I won’t enter that labeling contest and consider whether it’s grimdark or something else. For me it’s just very dark fantasy filled with gallows humor and a total lack of mercy toward its protagonists. That authorial ruthlessness is coupled with a twisted sense of empathy: Abercrombie can write wonderfully complex characters, making the readers root for them – or at least understand them – in all their squalid, grasping insecurity. But at the same time, he always puts them in untenable positions, where literally every available alternative is bad. I can picture Abercrombie writing away at his keyboard with a maniacal glee as he concocts a living hell for all his characters: trapped between choices bad and worse, haunted by their own ineptitudes, flaws and lack of understanding of the bigger picture, torn between loyalties big and small, carried away by their own delusions, and always, always remaining their own worst enemies. But in the end, if we were to find the true culprit of the Circle of the World’s horrible predicament, it would not be any single one of Abercrombie’s protagonists; not even the whole host of them. It would be the social system created by people for people, propagated and maintained by its various parts throughout the centuries, which traps them all in a prison of their own making.

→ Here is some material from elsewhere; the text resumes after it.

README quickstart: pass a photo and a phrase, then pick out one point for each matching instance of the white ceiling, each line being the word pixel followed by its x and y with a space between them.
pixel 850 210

And yet, Abercrombie, the true son of the British Isles, still upholds the Hobbes’s desperate belief that what we’ve got is immeasurably better that what we would be left with without civilization:
„He had always thought of civilization as a machine, cast from rigid iron, everything riveted in its proper place. Now he saw it was a fabric gauzy as a bride’s veil. A tissue everyone agrees to leave in place, but one that can be ripped away in an instant. And hell lurks just beneath.” A Little Hatred, p. 216
Now that’s a cheery thought! 😉
As there’s no A Little Hatred review on our blog I won’t divulge the plot details for The Trouble with Peace; I only want to point out that because Abercrombie is following in Pratchett’s footsteps, the plot is actually not the strongest element of this book. Certain choices and outcomes seem forced, for the sake of the broader argument Abercrombie is making here: so once again, we have a war-ish thing with the North, growing restlessness and unease in the Union, and an even more pronounced conflict between the old and the young. But the character development largely makes up for the plot deficiencies. I must say I’ve grown to like Orso and Rikke quite a lot – only Ninefingers and Glokta are still higher on my personal list of Abercrombie’s favorite characters – so I shudder to think what will happen to them in the next novel.

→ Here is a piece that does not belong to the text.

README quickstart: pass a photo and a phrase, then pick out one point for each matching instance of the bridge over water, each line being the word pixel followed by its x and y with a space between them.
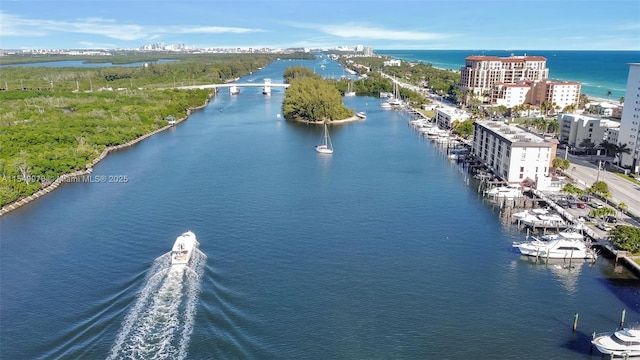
pixel 234 87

Our evil Merlin is also still quite active – even more than in the previous book; and because with the onset of age of reason/madness/industrial revolution in the Circle of the World magic is said to be slowly leaching from the world, Bayaz has moved to richer pastures, i.e. banking system, creating a tight net of dependence around the Union and beyond. But as there are a few wonderfully nasty witches in his way this time, I’m very much looking forward to the concluding installment, The Wisdom of Crowds, set to be published in September 2021.